7-2. 加湿器のカビが原因で肺炎になることはありますか?

汚れた加湿器から出た微生物や汚染水のエアロゾルを吸い込むことで、まれに「加湿器肺」と呼ばれる過敏性肺炎などを起こすことがあります。
咳や発熱、息苦しさなどの症状が続く場合は、早めに医療機関へ相談することが大切です。

■関連記事■加湿器のカビで病気に!?症状・原因を知って健康被害を防ぐための5つの対策

7-3. 消毒用エタノールは加湿器に使ってもいいですか?

消毒用エタノールは、加湿器によっては使えないことがあります。
迷う場合は無理に使わず、やわらかい布での拭き取りを基本にしましょう。

7-4. 赤カビは放置しても大丈夫ですか?

赤やピンクのぬめりは放置しないほうが安心です。
広がりやすく、臭いの原因にもなりやすいため、見つけた段階で早めに掃除することが大切です。


8. まとめ

今回は、加湿器に発生したカビやぬめりの取り方、再発を防ぐための対策について解説しました。

加湿器は乾燥する季節に役立つ一方で、水を使う家電である以上、タンクやフィルター、本体内部に汚れがたまりやすいという特徴があります。
そのまま使い続けると、臭いや内部の汚れが悪化しやすくなるため、日頃からこまめにお手入れを行うことが大切です。

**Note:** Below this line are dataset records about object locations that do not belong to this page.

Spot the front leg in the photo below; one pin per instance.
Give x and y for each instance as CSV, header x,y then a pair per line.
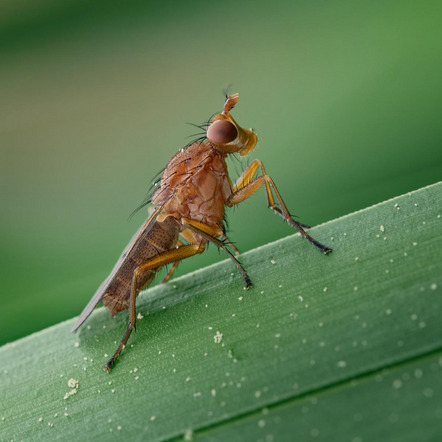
x,y
246,185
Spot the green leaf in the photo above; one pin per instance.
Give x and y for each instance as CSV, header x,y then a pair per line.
x,y
345,347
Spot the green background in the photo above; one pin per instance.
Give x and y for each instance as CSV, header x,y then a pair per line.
x,y
345,98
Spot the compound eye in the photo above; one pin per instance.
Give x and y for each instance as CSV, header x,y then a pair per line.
x,y
221,132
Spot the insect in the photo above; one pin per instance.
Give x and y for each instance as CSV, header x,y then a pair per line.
x,y
188,213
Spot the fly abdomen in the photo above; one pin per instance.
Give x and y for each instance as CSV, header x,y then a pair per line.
x,y
161,237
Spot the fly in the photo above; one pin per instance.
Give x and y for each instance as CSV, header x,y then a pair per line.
x,y
187,213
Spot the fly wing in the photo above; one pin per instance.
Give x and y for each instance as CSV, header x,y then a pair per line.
x,y
127,251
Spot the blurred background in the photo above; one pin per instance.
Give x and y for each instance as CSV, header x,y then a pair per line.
x,y
345,97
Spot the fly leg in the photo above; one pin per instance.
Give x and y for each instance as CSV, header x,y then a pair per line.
x,y
210,234
246,185
153,264
173,268
188,236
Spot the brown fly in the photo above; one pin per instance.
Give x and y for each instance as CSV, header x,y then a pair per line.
x,y
187,213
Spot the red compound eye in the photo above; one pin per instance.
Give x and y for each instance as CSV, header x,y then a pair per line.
x,y
222,132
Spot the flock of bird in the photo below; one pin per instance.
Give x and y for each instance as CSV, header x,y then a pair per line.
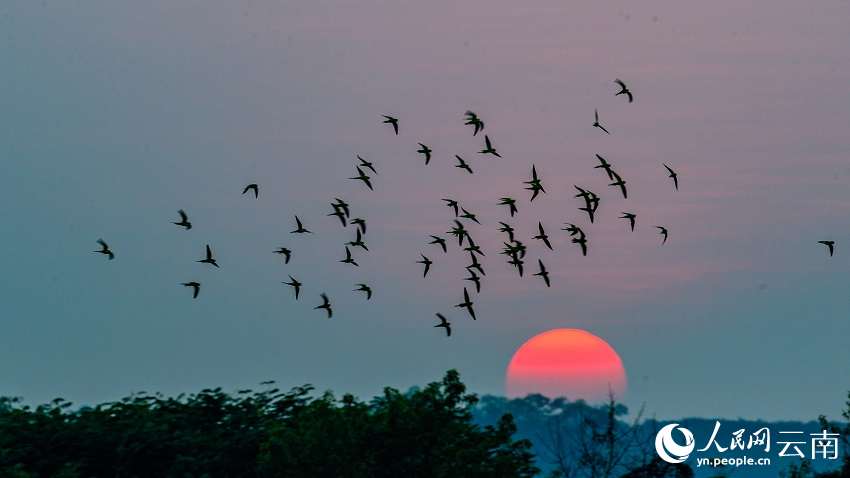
x,y
514,248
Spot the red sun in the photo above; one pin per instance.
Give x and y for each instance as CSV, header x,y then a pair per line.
x,y
567,363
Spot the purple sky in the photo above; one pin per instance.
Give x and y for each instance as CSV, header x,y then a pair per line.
x,y
114,116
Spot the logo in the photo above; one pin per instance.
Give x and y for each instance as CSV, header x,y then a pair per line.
x,y
664,443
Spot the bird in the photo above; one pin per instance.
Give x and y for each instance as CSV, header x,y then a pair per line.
x,y
830,245
300,229
363,177
453,204
467,303
105,249
489,148
439,240
287,254
358,241
195,285
543,273
606,166
427,263
673,175
184,220
619,182
365,288
392,121
510,202
426,151
444,324
254,187
462,164
596,123
360,222
294,283
542,236
473,119
348,259
325,305
366,164
534,185
624,90
209,259
631,217
663,232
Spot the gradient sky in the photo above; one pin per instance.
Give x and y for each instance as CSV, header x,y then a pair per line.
x,y
115,115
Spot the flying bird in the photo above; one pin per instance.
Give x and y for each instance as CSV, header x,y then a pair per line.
x,y
631,217
473,119
300,229
365,288
294,283
673,175
467,303
829,244
663,232
254,187
392,121
623,90
325,305
194,285
596,123
184,220
426,151
105,249
209,259
489,148
363,177
542,235
543,273
444,324
427,263
462,164
287,254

汚れの種類や状態に応じて、水洗い・拭き取り・クエン酸・重曹を使い分けることで、加湿器の掃除はしやすくなります。
ただし、使える洗剤やお手入れ方法は機種によって異なるため、取扱説明書を確認しながら無理のない範囲で行いましょう。

特に、加湿器を清潔に保つためには、次のポイントを意識することが大切です。

また、加湿器は使い方によっては部屋のカビにつながることもあるため、壁や家具から距離を取り、湿度を上げすぎないように注意しましょう。
室内にカビが広がってしまった場合は、無理をせず専門業者への相談も検討することが大切です。

快適で安心できる室内環境を維持するためにも、加湿器の日々のお手入れや適切な使い方を習慣にしていきましょう。